HCF(556, 609, 315, 412) = 1
HCF of 556, 609, 315, 412 using Euclid's algorithm
Highest common factor or Highest common divisor (hcd) can be calculated by Euclid's algotithm.
Highest common factor (HCF) of 556, 609, 315, 412 is 1.
Highest Common Factor of 556,609,315,412 is 1
Step 1: Since 609 > 556, we apply the division lemma to 609 and 556, to get
609 = 556 x 1 + 53
Step 2: Since the reminder 556 ≠ 0, we apply division lemma to 53 and 556, to get
556 = 53 x 10 + 26
Step 3: We consider the new divisor 53 and the new remainder 26, and apply the division lemma to get
53 = 26 x 2 + 1
We consider the new divisor 26 and the new remainder 1, and apply the division lemma to get
26 = 1 x 26 + 0
The remainder has now become zero, so our procedure stops. Since the divisor at this stage is 1, the HCF of 556 and 609 is 1
Notice that 1 = HCF(26,1) = HCF(53,26) = HCF(556,53) = HCF(609,556) .
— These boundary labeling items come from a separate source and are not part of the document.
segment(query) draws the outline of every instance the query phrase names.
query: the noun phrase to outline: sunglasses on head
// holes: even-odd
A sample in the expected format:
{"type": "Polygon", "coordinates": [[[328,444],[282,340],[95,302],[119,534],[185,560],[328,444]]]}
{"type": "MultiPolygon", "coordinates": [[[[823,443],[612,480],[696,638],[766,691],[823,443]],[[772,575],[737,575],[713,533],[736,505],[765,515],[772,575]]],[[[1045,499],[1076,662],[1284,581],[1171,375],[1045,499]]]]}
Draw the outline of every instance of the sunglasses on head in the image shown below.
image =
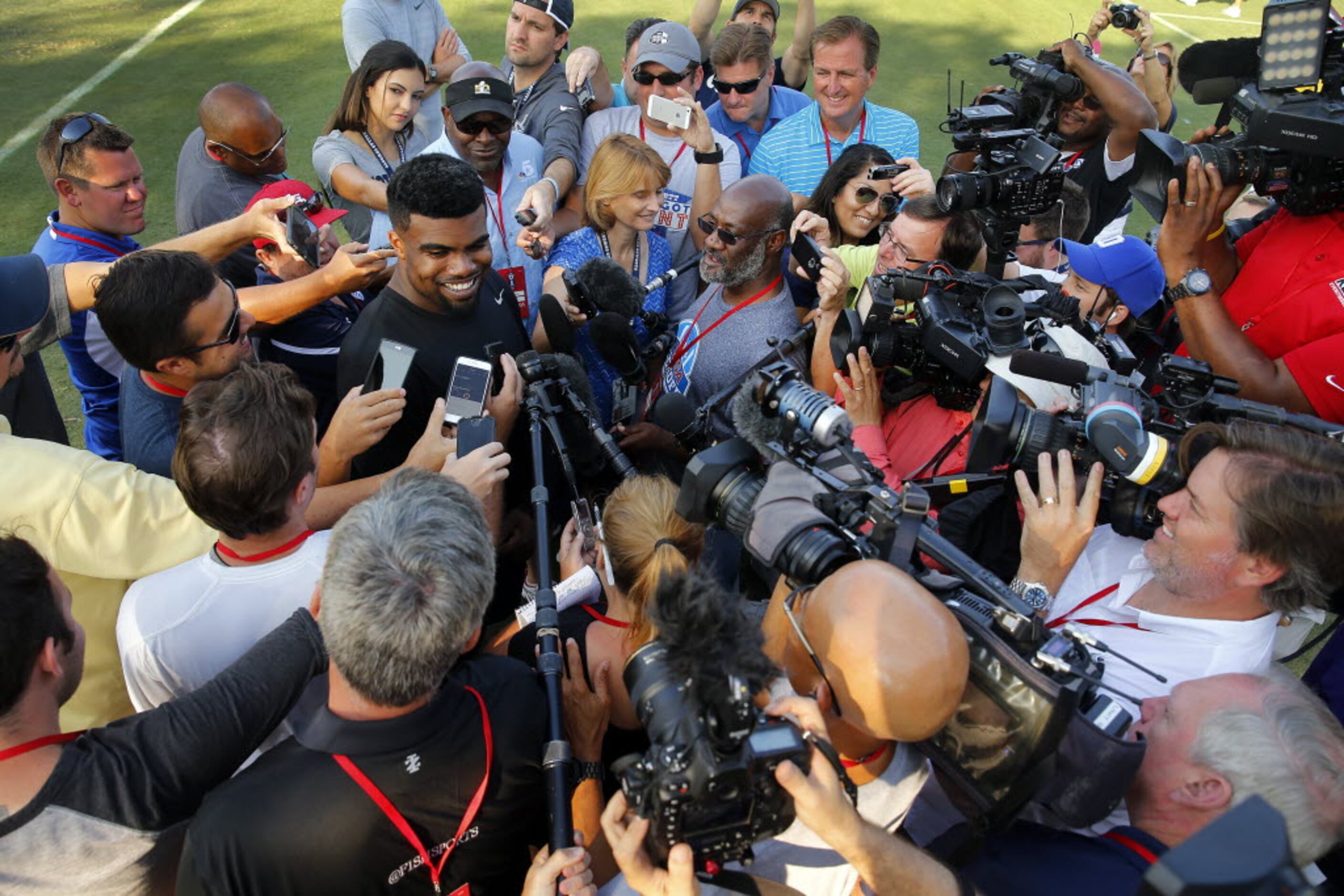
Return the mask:
{"type": "Polygon", "coordinates": [[[645,71],[644,69],[636,69],[634,71],[630,73],[630,77],[634,78],[634,83],[642,85],[645,87],[648,87],[655,81],[657,81],[664,87],[675,87],[676,85],[679,85],[683,81],[685,81],[687,77],[692,71],[694,71],[694,69],[687,69],[685,71],[680,71],[680,73],[677,73],[677,71],[664,71],[660,75],[655,75],[655,74],[650,74],[650,73],[645,71]]]}
{"type": "MultiPolygon", "coordinates": [[[[763,78],[765,75],[761,75],[763,78]]],[[[723,95],[728,95],[734,90],[741,94],[755,93],[755,89],[761,86],[761,78],[753,78],[751,81],[719,81],[714,79],[714,89],[723,95]]]]}
{"type": "Polygon", "coordinates": [[[99,116],[97,111],[90,111],[86,116],[79,116],[78,118],[71,118],[66,122],[66,126],[60,129],[60,144],[56,146],[56,176],[60,176],[60,169],[66,164],[66,146],[79,142],[87,137],[94,125],[110,125],[112,122],[99,116]]]}

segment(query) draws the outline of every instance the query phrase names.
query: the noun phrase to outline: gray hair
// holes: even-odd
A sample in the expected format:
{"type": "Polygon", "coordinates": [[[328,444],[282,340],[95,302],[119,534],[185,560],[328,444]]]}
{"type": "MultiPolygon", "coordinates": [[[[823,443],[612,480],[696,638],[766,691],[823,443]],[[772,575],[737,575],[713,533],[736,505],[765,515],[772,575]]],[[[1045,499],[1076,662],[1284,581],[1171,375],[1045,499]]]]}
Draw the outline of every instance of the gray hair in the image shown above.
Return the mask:
{"type": "Polygon", "coordinates": [[[327,653],[383,707],[434,692],[480,627],[495,547],[462,485],[402,470],[332,531],[319,625],[327,653]]]}
{"type": "Polygon", "coordinates": [[[1231,783],[1234,806],[1257,794],[1282,814],[1293,858],[1306,865],[1344,838],[1344,728],[1284,669],[1255,678],[1259,708],[1210,713],[1189,758],[1231,783]]]}

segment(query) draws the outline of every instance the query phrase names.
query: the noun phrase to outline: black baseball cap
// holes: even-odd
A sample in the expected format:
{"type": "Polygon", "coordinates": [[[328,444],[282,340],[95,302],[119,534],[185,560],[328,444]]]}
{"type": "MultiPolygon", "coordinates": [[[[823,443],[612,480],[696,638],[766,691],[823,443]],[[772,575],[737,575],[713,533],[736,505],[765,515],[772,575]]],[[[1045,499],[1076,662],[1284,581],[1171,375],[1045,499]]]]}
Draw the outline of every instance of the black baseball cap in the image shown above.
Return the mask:
{"type": "Polygon", "coordinates": [[[32,253],[0,258],[0,339],[36,326],[50,304],[42,258],[32,253]]]}

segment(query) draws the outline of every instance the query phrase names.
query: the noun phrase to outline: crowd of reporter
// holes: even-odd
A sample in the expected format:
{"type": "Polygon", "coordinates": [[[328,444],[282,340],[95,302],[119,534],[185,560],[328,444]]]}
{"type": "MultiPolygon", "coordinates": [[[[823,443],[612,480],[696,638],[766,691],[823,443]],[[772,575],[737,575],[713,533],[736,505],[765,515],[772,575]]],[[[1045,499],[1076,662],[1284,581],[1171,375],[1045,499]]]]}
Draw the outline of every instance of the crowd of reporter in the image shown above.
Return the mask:
{"type": "Polygon", "coordinates": [[[1124,235],[1140,146],[1179,116],[1142,8],[1043,51],[1079,85],[1039,122],[1062,180],[1000,219],[941,185],[984,157],[921,164],[914,120],[867,99],[899,69],[871,24],[798,0],[775,56],[778,0],[715,34],[719,5],[636,19],[617,64],[570,0],[515,0],[493,66],[434,0],[345,0],[351,75],[302,136],[320,183],[223,82],[153,247],[116,114],[48,124],[56,208],[0,258],[0,889],[1118,895],[1251,797],[1340,885],[1344,641],[1305,682],[1278,661],[1344,587],[1344,212],[1261,210],[1192,154],[1154,244],[1124,235]],[[1032,351],[962,375],[913,309],[996,289],[1032,351]],[[871,336],[917,321],[922,348],[871,336]],[[1177,369],[1231,410],[1196,416],[1215,386],[1177,406],[1177,369]],[[813,410],[775,419],[785,387],[813,410]],[[1071,442],[977,455],[1009,407],[1071,442]],[[1137,426],[1122,476],[1087,447],[1106,407],[1137,426]],[[759,498],[732,504],[716,457],[759,498]],[[1154,484],[1141,512],[1125,477],[1154,484]],[[832,536],[845,562],[800,562],[832,536]],[[1035,646],[973,637],[958,583],[1035,646]],[[1105,654],[1062,672],[1105,708],[1095,740],[985,697],[1064,634],[1105,654]],[[659,650],[710,672],[659,696],[659,650]],[[659,715],[711,692],[801,744],[746,799],[786,811],[696,795],[706,829],[769,829],[727,862],[660,827],[645,779],[679,768],[660,751],[742,748],[712,707],[659,715]],[[1047,740],[989,801],[1011,811],[968,798],[1047,740]]]}

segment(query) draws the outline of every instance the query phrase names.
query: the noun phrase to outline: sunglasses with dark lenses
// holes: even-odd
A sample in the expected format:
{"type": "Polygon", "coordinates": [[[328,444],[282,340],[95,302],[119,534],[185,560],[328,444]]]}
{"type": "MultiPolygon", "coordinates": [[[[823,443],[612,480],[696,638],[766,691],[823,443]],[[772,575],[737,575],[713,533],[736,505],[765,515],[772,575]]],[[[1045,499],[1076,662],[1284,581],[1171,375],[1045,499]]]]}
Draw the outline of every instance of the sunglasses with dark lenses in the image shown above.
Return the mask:
{"type": "Polygon", "coordinates": [[[234,294],[234,313],[228,318],[228,325],[224,328],[223,337],[215,340],[214,343],[208,343],[206,345],[192,345],[191,348],[184,348],[179,352],[173,352],[173,355],[196,355],[210,348],[219,348],[220,345],[233,345],[234,343],[237,343],[243,337],[242,325],[238,320],[239,314],[242,313],[242,306],[238,304],[238,290],[234,289],[234,285],[230,283],[228,281],[224,281],[224,283],[228,285],[228,292],[234,294]]]}
{"type": "Polygon", "coordinates": [[[645,87],[648,87],[655,81],[657,81],[664,87],[675,87],[683,81],[685,81],[687,75],[689,75],[691,71],[692,71],[691,69],[687,69],[685,71],[680,73],[664,71],[661,75],[655,75],[649,74],[644,69],[636,69],[634,71],[630,73],[630,77],[634,78],[634,83],[642,85],[645,87]]]}
{"type": "Polygon", "coordinates": [[[759,234],[734,234],[731,230],[724,230],[719,227],[719,222],[714,220],[708,215],[700,215],[695,219],[695,223],[700,226],[700,232],[706,236],[711,235],[714,231],[719,231],[719,240],[724,246],[737,246],[739,239],[757,239],[758,236],[769,236],[770,234],[778,232],[780,228],[762,230],[759,234]]]}
{"type": "MultiPolygon", "coordinates": [[[[763,75],[762,75],[763,77],[763,75]]],[[[761,78],[753,78],[751,81],[719,81],[714,79],[714,89],[720,94],[727,95],[737,90],[739,94],[755,93],[755,89],[761,86],[761,78]]]]}
{"type": "Polygon", "coordinates": [[[857,199],[862,206],[867,206],[874,199],[876,199],[878,208],[882,210],[883,215],[890,215],[891,212],[896,211],[896,206],[900,204],[900,196],[895,193],[882,193],[879,196],[878,191],[874,189],[872,187],[855,187],[853,197],[857,199]]]}
{"type": "Polygon", "coordinates": [[[464,118],[462,121],[453,122],[453,126],[461,130],[468,137],[477,137],[482,130],[489,130],[492,134],[499,137],[500,134],[507,134],[513,129],[513,122],[508,118],[464,118]]]}
{"type": "Polygon", "coordinates": [[[66,146],[77,144],[93,132],[94,125],[110,125],[112,122],[99,116],[97,111],[90,111],[87,116],[79,116],[78,118],[71,118],[66,122],[66,126],[60,129],[60,144],[56,148],[56,175],[60,175],[60,169],[66,164],[66,146]]]}

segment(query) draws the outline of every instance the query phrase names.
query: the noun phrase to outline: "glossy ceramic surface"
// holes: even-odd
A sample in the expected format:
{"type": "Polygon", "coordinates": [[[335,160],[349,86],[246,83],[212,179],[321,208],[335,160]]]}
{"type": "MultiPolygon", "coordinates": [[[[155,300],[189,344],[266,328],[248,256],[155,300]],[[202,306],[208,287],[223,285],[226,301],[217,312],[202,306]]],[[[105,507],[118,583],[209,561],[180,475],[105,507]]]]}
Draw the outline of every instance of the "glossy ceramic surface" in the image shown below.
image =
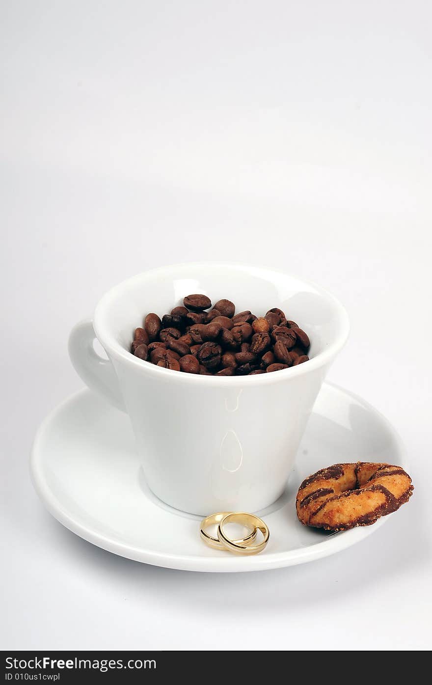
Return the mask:
{"type": "Polygon", "coordinates": [[[172,569],[243,571],[327,556],[359,542],[388,520],[336,534],[307,528],[297,520],[295,496],[303,478],[337,462],[359,460],[390,462],[408,469],[388,422],[361,399],[325,383],[281,497],[256,512],[268,525],[270,538],[261,554],[251,557],[207,547],[199,536],[201,517],[171,508],[155,497],[127,417],[88,390],[66,400],[42,423],[31,470],[51,513],[94,545],[172,569]]]}
{"type": "Polygon", "coordinates": [[[69,351],[89,386],[127,411],[146,480],[175,508],[254,511],[279,497],[325,374],[348,335],[343,307],[318,286],[277,271],[190,264],[125,281],[97,306],[94,327],[109,361],[94,353],[91,322],[73,330],[69,351]],[[280,307],[305,328],[310,361],[275,373],[215,377],[171,371],[129,351],[134,329],[191,292],[237,311],[280,307]]]}

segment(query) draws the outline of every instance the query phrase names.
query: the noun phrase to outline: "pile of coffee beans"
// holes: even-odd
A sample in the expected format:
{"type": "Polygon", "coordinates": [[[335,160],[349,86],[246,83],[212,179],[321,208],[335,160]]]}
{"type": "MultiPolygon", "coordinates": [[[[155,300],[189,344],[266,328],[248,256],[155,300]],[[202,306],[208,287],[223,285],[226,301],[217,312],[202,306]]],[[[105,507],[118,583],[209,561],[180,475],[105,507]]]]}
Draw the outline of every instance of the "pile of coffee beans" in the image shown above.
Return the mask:
{"type": "Polygon", "coordinates": [[[257,375],[307,362],[310,342],[294,321],[275,307],[264,316],[236,314],[229,300],[212,308],[206,295],[188,295],[162,319],[148,314],[131,351],[164,369],[202,375],[257,375]]]}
We can take hcf of as 1st numbers and next number as another number to apply in Euclidean lemma
Step 1: Since 315 > 1, we apply the division lemma to 315 and 1, to get
315 = 1 x 315 + 0
The remainder has now become zero, so our procedure stops. Since the divisor at this stage is 1, the HCF of 1 and 315 is 1
Notice that 1 = HCF(315,1) .
We can take hcf of as 1st numbers and next number as another number to apply in Euclidean lemma
Step 1: Since 412 > 1, we apply the division lemma to 412 and 1, to get
412 = 1 x 412 + 0
The remainder has now become zero, so our procedure stops. Since the divisor at this stage is 1, the HCF of 1 and 412 is 1
Notice that 1 = HCF(412,1) .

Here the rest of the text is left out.